PEDIATRIC PRESCRIPTIONS - USE CAUTION!!

Each year the Texas State Board of Pharmacy (TSBP) receives complaints alleging that errors occurred in the dispensing of prescriptions. During FY2004, TSBP instituted disciplinary action in 55 cases where a dispensing error was made on a prescription for a pediatric patient or 44% of errors resulting in disciplinary action involved pediatric prescriptions. The chart below reflects the percentage of alleged errors involving pediatric prescriptions for the last five years.
 

  Total # of Disciplinary Orders Total # of Disciplinary Orders Involving Alleged Dispensing Errors Total # of Alleged Errors % of Alleged Errors Involving Pediatric Prescriptions
FY2000 126 43 71 25%
FY2001 145 22 36 31%
FY2002 181 38 45 13%
FY2003 213 82 85 44%
FY2004 235* 101 126 44%

* This number does not include disciplinary orders entered by the Board during FY2004 on pharmacy technicians. This number only includes disciplinary orders entered on pharmacists and pharmacies.


One of the most common dispensing error complaints received by the Board involves prescriptions in which the prescriber has indicated the dosage to be administered to a pediatric patient as a "cc" or "ml" The error occurs when "cc" or "ml" is misread and data entered incorrectly as TEASPOONFUL rather than "cc" or "ml," resulting in incorrect directions for use. This situation is exacerbated when the prescribed number of dosage units is more than one. Pharmacists need to be familiar with pediatric dosages. In reviewing the patient's medication record, the pharmacist should always check the patient's date of birth. Knowing that the patient in an infant/child would alert the pharmacist that the dosage may be different.

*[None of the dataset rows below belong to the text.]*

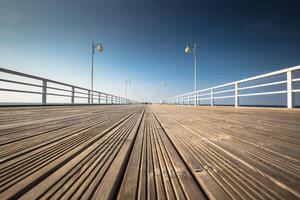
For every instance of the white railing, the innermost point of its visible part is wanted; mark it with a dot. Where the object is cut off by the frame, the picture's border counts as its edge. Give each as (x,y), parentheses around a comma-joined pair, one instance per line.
(62,90)
(195,98)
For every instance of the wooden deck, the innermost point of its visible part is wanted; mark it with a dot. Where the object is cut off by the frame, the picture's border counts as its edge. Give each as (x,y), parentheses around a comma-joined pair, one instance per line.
(149,152)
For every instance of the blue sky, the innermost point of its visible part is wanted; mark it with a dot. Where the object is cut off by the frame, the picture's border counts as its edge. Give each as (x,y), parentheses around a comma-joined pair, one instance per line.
(144,41)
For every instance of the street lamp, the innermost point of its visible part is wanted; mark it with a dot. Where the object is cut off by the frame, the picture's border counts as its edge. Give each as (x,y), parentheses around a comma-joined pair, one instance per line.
(99,47)
(193,50)
(127,82)
(165,83)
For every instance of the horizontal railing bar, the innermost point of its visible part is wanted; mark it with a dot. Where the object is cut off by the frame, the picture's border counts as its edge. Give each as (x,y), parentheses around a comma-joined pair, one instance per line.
(204,98)
(200,95)
(20,91)
(80,97)
(76,92)
(251,79)
(262,85)
(224,91)
(296,90)
(21,83)
(54,88)
(262,93)
(296,79)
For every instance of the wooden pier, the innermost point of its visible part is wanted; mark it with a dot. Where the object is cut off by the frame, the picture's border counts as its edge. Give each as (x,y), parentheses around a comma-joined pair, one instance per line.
(149,152)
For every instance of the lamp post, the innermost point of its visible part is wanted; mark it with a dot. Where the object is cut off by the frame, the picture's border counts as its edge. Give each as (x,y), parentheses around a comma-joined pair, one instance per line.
(165,83)
(100,48)
(193,50)
(127,82)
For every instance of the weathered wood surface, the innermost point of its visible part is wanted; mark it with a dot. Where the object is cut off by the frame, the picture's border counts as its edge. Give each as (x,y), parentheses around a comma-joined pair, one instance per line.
(149,152)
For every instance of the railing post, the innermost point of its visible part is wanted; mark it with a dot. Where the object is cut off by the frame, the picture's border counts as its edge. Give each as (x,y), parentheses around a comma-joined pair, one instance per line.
(211,97)
(44,95)
(290,94)
(236,97)
(73,95)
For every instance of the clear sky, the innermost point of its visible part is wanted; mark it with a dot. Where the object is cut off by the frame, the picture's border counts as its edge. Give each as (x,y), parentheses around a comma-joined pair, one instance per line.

Many of these errors could be detected and thereby prevented if the pharmacist conducts a drug utilization review (DUR). Many pharmacists use computer software programs to assist them with DUR. However, most computer software programs do not include age as one of the variables when conducting DUR. Therefore, TSBP encourages pharmacists to work with their software vendors to develop such programs or to place a "hard stop" in the computer to indicate to the pharmacist that this is a pediatric patient and the pharmacist should double check the dosage and directions.